PROMOTION OF FORESTRY

Despite Professor Moore's very positive denial of the value of reforestation as a preventive of floods, it is claimed by many authorities that much of the destruction is due to the fact that the states of Ohio, Indiana and Illinois have been almost denuded of such forests as originally stood there. No impediment is offered to the flow of water and disastrous results follow. But in any event there would have been great floods because of the location of the rainstorms as noted.

CONSTRUCTION OF DAMS

The topography of the country must be taken into account. Both valleys, the Miami particularly, are veined with streams tributary to the rivers, and in times of flood the water rises with amazing rapidity and spreads far and wide over the valley floor. The level character of the region in which Dayton itself lies and the fact that there is not enough pitch to the land below to carry off the water accounts for the depth and extent of the floods. Dayton has had many of them. What Congress can do to prevent or minimize them in future by putting the army engineers at work to construct dams for the collection and restraint of waters in the valleys north of the threatened cities must be done, whatever the cost.

SECRETARY LANE'S PLAN

Franklin K. Lane, Secretary of the Interior, has outlined a plan for preventing such floods as devastated Ohio and Indiana. The plan hinges on the deepening and widening of the channels of all streams that are liable to flood conditions. Mr. Lane hopes to see the idea carried out through the cooperation of the Federal Government, with the aid of the states immediately endangered.

Aside from the perpetual protection against flood, which he believes his plan would give to settlers in low regions, there are widespread districts along the Mississippi and many other rivers that would be thrown open to settlement. The land thus reclaimed from the swamps might go a long way, in Mr.

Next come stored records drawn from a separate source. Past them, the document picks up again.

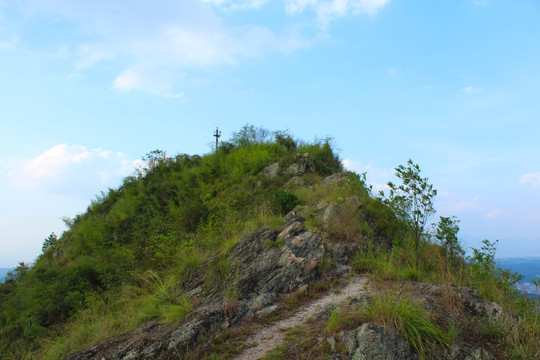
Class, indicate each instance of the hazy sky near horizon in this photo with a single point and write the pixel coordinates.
(87, 88)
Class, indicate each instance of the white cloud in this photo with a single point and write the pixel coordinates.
(463, 205)
(328, 10)
(90, 54)
(238, 4)
(163, 42)
(480, 2)
(495, 213)
(70, 168)
(469, 90)
(530, 178)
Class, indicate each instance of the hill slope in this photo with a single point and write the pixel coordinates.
(194, 254)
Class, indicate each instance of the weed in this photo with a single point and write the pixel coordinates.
(412, 322)
(335, 320)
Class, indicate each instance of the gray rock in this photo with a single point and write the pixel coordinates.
(291, 230)
(295, 181)
(303, 163)
(376, 342)
(336, 178)
(271, 171)
(293, 217)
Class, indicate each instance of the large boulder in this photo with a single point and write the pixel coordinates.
(377, 342)
(303, 163)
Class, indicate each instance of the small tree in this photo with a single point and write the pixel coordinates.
(446, 233)
(49, 243)
(412, 200)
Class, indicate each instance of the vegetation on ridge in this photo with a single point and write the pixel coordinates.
(130, 256)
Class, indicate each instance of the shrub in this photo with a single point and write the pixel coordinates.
(412, 322)
(284, 201)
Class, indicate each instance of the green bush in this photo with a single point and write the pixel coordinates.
(284, 201)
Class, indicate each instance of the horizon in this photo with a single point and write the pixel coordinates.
(91, 88)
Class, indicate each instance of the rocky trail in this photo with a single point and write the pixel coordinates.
(272, 336)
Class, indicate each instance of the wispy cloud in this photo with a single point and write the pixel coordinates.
(481, 2)
(328, 10)
(238, 4)
(495, 213)
(166, 41)
(530, 178)
(469, 90)
(463, 205)
(64, 167)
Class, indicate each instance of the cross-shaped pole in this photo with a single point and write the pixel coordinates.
(217, 136)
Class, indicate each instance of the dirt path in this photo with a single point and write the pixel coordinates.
(270, 337)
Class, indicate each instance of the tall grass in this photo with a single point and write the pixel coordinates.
(413, 323)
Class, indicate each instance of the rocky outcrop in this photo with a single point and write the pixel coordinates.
(303, 163)
(373, 341)
(266, 263)
(337, 177)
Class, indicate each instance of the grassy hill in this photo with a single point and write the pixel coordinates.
(130, 257)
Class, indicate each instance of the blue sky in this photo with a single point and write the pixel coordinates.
(87, 88)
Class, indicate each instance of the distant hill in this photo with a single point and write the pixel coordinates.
(205, 256)
(3, 273)
(529, 267)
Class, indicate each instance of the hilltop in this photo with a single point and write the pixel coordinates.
(265, 247)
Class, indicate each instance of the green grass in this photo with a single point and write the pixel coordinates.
(413, 323)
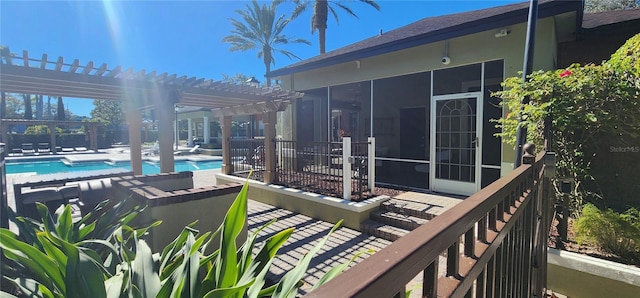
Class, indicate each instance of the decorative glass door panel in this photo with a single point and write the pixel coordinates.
(455, 136)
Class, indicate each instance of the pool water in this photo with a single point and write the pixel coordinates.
(57, 166)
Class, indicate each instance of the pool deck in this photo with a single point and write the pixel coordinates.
(111, 155)
(342, 245)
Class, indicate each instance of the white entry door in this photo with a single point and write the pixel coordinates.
(456, 127)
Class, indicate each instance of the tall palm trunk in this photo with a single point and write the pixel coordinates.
(321, 13)
(3, 107)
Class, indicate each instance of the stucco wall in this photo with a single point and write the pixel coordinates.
(474, 48)
(328, 209)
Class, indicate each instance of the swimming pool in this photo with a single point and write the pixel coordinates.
(58, 166)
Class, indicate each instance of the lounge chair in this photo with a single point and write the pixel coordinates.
(44, 148)
(194, 150)
(27, 148)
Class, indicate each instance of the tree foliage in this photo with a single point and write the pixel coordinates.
(14, 107)
(259, 28)
(320, 15)
(584, 102)
(608, 5)
(108, 112)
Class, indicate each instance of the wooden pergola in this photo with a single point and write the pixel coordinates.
(140, 90)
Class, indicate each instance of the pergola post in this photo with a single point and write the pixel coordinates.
(269, 120)
(5, 135)
(93, 138)
(134, 121)
(165, 110)
(227, 167)
(206, 130)
(52, 138)
(189, 133)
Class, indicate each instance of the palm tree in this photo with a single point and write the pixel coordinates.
(321, 10)
(260, 29)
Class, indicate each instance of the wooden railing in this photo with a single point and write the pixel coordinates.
(493, 244)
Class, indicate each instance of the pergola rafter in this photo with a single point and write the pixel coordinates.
(138, 90)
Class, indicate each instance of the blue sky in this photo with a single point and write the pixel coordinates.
(184, 37)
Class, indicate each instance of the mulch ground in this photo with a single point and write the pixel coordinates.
(570, 244)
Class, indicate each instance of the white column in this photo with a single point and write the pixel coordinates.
(207, 132)
(371, 157)
(189, 133)
(346, 168)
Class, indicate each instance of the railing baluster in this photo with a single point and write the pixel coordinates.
(430, 280)
(469, 243)
(491, 277)
(481, 283)
(482, 229)
(453, 259)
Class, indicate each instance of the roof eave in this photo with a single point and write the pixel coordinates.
(507, 19)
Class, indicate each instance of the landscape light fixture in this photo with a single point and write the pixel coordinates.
(503, 32)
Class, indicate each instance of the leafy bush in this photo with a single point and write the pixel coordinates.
(617, 233)
(583, 102)
(55, 257)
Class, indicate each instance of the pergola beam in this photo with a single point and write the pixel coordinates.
(139, 89)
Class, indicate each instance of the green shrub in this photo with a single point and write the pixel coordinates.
(617, 233)
(55, 257)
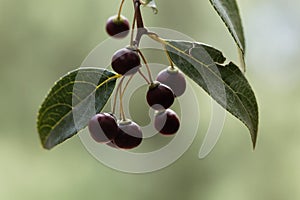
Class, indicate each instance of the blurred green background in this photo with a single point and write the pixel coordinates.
(42, 40)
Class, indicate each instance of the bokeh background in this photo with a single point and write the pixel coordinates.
(42, 40)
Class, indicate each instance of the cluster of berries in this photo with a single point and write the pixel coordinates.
(170, 83)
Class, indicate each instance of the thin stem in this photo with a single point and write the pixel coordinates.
(144, 77)
(147, 66)
(120, 9)
(133, 25)
(116, 95)
(126, 85)
(169, 58)
(137, 5)
(122, 114)
(141, 30)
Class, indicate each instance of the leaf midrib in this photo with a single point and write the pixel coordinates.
(207, 66)
(64, 116)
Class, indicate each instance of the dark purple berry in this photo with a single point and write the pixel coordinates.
(160, 96)
(126, 61)
(174, 79)
(103, 127)
(117, 27)
(111, 144)
(166, 122)
(129, 135)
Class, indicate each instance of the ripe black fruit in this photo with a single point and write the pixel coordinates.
(174, 79)
(117, 27)
(166, 122)
(129, 135)
(103, 127)
(160, 96)
(126, 61)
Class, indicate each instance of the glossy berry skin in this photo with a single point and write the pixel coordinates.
(117, 27)
(160, 96)
(103, 127)
(174, 79)
(129, 135)
(126, 61)
(166, 122)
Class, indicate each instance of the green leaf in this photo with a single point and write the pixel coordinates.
(225, 84)
(229, 12)
(71, 102)
(151, 4)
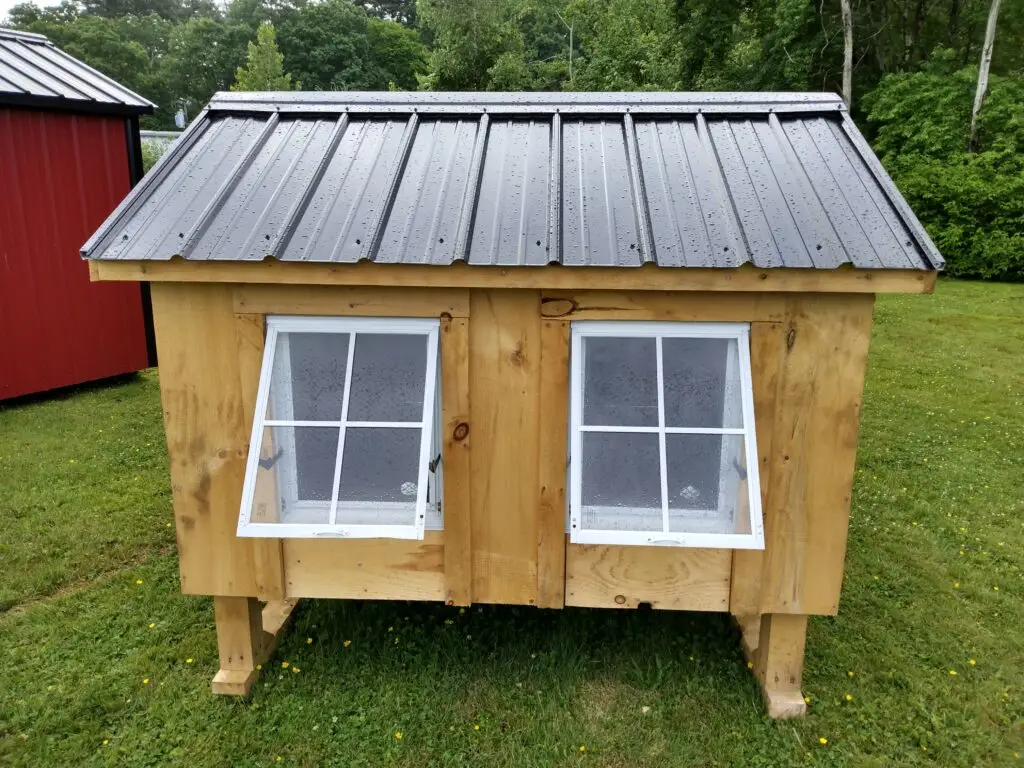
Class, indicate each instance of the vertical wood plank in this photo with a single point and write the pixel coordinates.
(817, 417)
(267, 553)
(504, 374)
(552, 456)
(205, 416)
(767, 351)
(456, 456)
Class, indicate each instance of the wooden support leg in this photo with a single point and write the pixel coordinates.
(775, 646)
(247, 636)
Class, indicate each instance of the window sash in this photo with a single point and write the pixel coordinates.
(427, 483)
(739, 332)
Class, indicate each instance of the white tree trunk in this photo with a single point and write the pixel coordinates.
(986, 61)
(848, 53)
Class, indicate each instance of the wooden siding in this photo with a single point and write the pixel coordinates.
(505, 373)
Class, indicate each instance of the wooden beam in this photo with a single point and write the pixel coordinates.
(668, 578)
(366, 568)
(267, 559)
(553, 463)
(247, 637)
(505, 412)
(205, 417)
(778, 664)
(348, 300)
(456, 457)
(663, 305)
(646, 278)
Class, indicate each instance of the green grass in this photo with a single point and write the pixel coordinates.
(938, 524)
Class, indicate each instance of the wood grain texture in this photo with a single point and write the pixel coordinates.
(668, 578)
(348, 301)
(778, 664)
(504, 378)
(456, 456)
(646, 278)
(767, 351)
(814, 442)
(269, 567)
(553, 457)
(366, 568)
(205, 418)
(686, 306)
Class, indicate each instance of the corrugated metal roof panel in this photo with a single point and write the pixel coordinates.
(470, 177)
(33, 71)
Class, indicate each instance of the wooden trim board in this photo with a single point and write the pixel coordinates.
(647, 278)
(668, 578)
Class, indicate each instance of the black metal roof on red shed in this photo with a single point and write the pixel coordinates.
(36, 73)
(602, 179)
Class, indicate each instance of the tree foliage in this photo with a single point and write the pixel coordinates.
(913, 68)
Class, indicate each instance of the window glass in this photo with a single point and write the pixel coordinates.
(663, 435)
(346, 440)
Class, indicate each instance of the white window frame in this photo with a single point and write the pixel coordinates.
(658, 331)
(426, 481)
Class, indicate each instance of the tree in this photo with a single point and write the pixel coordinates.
(264, 70)
(986, 62)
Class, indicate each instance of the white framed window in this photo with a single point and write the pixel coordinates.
(662, 443)
(344, 439)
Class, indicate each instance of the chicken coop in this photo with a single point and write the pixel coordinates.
(601, 350)
(69, 154)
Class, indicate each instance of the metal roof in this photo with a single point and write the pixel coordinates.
(616, 179)
(34, 72)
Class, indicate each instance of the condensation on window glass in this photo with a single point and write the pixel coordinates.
(622, 487)
(701, 383)
(388, 378)
(308, 378)
(295, 474)
(620, 382)
(706, 477)
(380, 465)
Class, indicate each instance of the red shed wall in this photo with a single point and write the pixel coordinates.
(60, 175)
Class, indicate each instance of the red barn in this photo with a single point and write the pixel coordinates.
(69, 154)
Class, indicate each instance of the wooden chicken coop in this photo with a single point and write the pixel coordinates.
(600, 350)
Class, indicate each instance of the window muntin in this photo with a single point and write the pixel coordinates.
(344, 440)
(663, 444)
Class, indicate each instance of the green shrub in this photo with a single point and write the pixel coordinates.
(971, 203)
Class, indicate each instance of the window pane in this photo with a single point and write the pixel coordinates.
(308, 380)
(620, 382)
(706, 476)
(701, 383)
(622, 485)
(388, 376)
(295, 474)
(380, 465)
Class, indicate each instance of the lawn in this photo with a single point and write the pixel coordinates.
(104, 663)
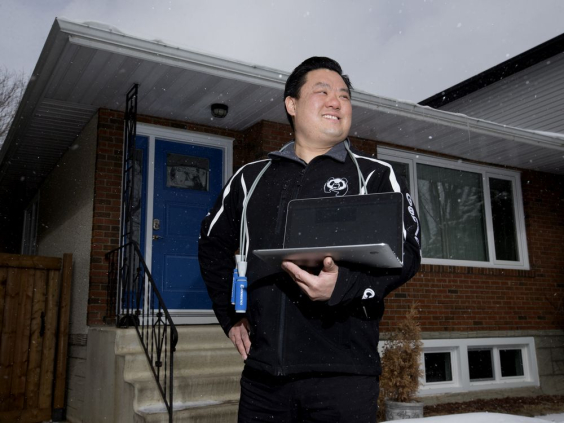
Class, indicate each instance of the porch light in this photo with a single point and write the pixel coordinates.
(219, 110)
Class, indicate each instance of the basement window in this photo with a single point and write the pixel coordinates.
(463, 365)
(470, 215)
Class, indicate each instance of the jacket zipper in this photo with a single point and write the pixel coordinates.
(283, 298)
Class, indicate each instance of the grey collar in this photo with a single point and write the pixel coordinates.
(338, 152)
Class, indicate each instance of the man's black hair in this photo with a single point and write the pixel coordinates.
(297, 79)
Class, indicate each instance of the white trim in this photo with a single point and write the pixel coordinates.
(460, 371)
(487, 172)
(153, 132)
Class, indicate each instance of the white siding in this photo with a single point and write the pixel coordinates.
(530, 99)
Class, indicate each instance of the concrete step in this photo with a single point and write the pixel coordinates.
(187, 363)
(189, 338)
(224, 387)
(200, 412)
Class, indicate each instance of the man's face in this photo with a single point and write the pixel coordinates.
(323, 113)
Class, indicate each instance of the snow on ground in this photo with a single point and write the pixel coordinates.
(489, 418)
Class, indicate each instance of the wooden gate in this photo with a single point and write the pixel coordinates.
(34, 319)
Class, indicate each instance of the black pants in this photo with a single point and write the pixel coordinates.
(323, 398)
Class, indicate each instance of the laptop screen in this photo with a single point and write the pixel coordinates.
(347, 220)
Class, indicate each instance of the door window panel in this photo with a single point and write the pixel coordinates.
(187, 172)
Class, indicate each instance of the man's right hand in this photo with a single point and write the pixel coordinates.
(239, 335)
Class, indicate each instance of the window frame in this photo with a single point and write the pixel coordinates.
(460, 366)
(487, 172)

Lane's opinion, to reimburse the states for the appropriations they would be called upon to make. Mr. Lane says:

"The rainstorm, I know, was phenomenal, and even with the system I have suggested would have doubtless resulted in material damage and the loss of some lives. But flood conditions reappear every spring in some noticeable way, and my plan would obviate most of the resulting damage.

"It will not do for Ohio or Indiana or even the two states together to spend their money generously in clearing the beds of the streams within their boundaries. That would merely carry the flood more swiftly to the state lines to the south, and the water would back more angrily than ever into what would quickly be great lakes. The thing is too large for the states alone. A harmonious, scientific system must be worked out by the federal authorities, and the states must then make their contributions in the way that will do the most good to the whole valley affected."

SENATOR NEWLAND'S PLAN

Senator Francis G. Newlands, of Nevada, who has made a long study of the whole subject of reclamation and conservation, and who speaks with authority on the subject says:

"The appalling disasters in Ohio and Indiana bring home more forcibly than ever the conviction that our present method of dredging, levees and bank revetment in limited districts is fundamentally inadequate. These things will not protect dwellers on the lower reaches of our rivers so long as there is no control of the headwaters.